A Kep provincial official has denied losing an engraving that was found by a fisherman and turned over to the government, as has been alleged in a rumour that has been spread on social media.
The provincial Department of Culture and Fine Arts has said they are preparing documentation to accompany the engraving, which will be sent to culture minister Phoeurng Sackona for practical evaluation.
Tong Pho, the head of the provincial culture department, said at a press conference on May 12 that the provincial administration had received the engraving from a fisherman on April 19 in Kampot province near the border with Kep.
The fishermen had recovered the engraving from the sea floor in neighbouring Preah Sihanouk province.
He said the fisherman told officials in Kep about the engraving and that later those officials had reported it to Kep provincial governor Som Piseth in order to take custody of it for preservation as state property.
“To be frank, the fisherman was willing to hand the object over to the state without wanting payment or anything else,” he said, adding that it was to be preserved for the future.
When the province has its own museum, he said, it might end up being put on public display there.
However, experts have not yet evaluated or concluded whether the engraving was actually an ancient object, so now it will be sent to the culture ministry so that specialists can examine it and date its origins.
Oeung Vuthy, the Kep Provincial Hall’s head of administration, also denied the online rumours that anyone was selling the engraving. The press conference was held to clarify the matter to the public and confirm that it was not missing.
“I would like to inform everyone that the provincial governor has preserved this object as state property.

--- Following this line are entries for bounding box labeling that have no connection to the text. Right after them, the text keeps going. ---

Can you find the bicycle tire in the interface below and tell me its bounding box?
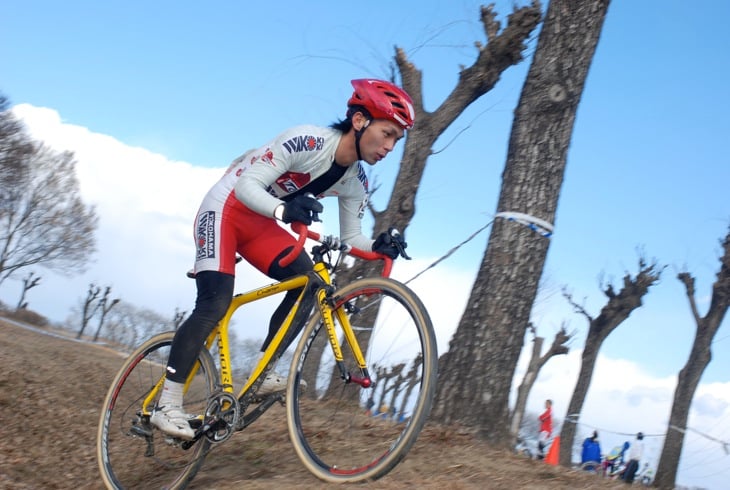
[96,332,217,489]
[286,277,438,483]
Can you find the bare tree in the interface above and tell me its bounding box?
[432,0,609,447]
[76,283,101,339]
[340,0,541,290]
[560,257,664,467]
[0,100,98,284]
[94,286,119,342]
[654,229,730,488]
[15,271,41,310]
[510,323,573,446]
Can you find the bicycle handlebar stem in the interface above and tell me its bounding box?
[279,222,393,277]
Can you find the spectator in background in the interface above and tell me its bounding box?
[624,432,644,485]
[580,430,601,471]
[603,441,631,475]
[537,400,553,459]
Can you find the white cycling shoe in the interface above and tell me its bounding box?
[150,405,197,441]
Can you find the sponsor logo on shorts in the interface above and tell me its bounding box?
[196,211,215,260]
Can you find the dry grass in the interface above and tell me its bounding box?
[0,321,624,490]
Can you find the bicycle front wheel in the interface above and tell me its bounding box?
[286,278,438,483]
[97,332,216,489]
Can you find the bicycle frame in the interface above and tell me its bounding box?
[141,225,384,415]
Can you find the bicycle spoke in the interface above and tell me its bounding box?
[98,333,213,489]
[287,278,436,482]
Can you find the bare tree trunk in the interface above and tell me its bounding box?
[510,324,572,447]
[302,0,541,394]
[94,286,119,342]
[560,257,663,467]
[432,0,609,447]
[654,232,730,488]
[15,271,41,310]
[76,284,101,339]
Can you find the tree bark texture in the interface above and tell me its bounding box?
[560,258,663,467]
[432,0,609,446]
[510,326,572,446]
[340,0,542,284]
[654,232,730,488]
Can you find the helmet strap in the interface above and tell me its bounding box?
[355,119,370,160]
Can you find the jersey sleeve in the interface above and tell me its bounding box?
[234,130,296,218]
[338,163,374,251]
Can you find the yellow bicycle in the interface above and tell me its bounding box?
[97,223,438,489]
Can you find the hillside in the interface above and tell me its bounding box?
[0,320,625,490]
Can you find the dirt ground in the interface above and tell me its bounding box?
[0,320,625,490]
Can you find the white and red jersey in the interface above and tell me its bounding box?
[195,126,373,271]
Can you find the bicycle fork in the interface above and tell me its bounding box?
[315,264,373,388]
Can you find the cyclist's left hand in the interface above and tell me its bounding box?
[373,227,410,260]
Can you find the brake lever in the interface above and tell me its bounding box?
[390,228,411,260]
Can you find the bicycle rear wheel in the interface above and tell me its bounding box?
[286,278,438,483]
[97,332,216,489]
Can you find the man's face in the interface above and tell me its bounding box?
[360,119,404,165]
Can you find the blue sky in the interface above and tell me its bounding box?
[0,0,730,488]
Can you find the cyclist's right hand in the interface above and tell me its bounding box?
[274,194,324,226]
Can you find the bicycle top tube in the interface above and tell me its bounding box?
[279,222,393,277]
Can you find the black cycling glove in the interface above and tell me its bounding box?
[373,228,410,260]
[281,195,324,226]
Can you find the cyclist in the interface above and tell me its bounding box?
[150,79,415,439]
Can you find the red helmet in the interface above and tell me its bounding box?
[347,78,416,129]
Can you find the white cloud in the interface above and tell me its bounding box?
[7,105,730,488]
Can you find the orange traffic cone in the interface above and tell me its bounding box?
[545,436,560,466]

The object has not been taken anywhere. It is stored in a safe place,” he said.
Cheav Da, the deputy head of the heritage office of the Kep provincial culture department, concluded preliminarily that the engraving depicted Lord Vishnu standing on a garuda, a scene from a mythical tale.
“This is my primary conclusion: This is not an ancient object because the picture and the style are not correct and the engraving is made of copper,” he said.
Nak Un, a resident of Kampong Konsat commune’s Tnaot village in Kampot province’s Teuk Chhou district, said he had heard from a fisherman named Kan Tha, 37, and his wife, Seng Sitha, 27, both living in Kampong Tnaot village, who said they had handed the engraving over to the Kep provincial governor.
Un added that the couple had been fishing from the beach in Preah Sihanouk province and had dragged the engraving out of the water and then returned home with it.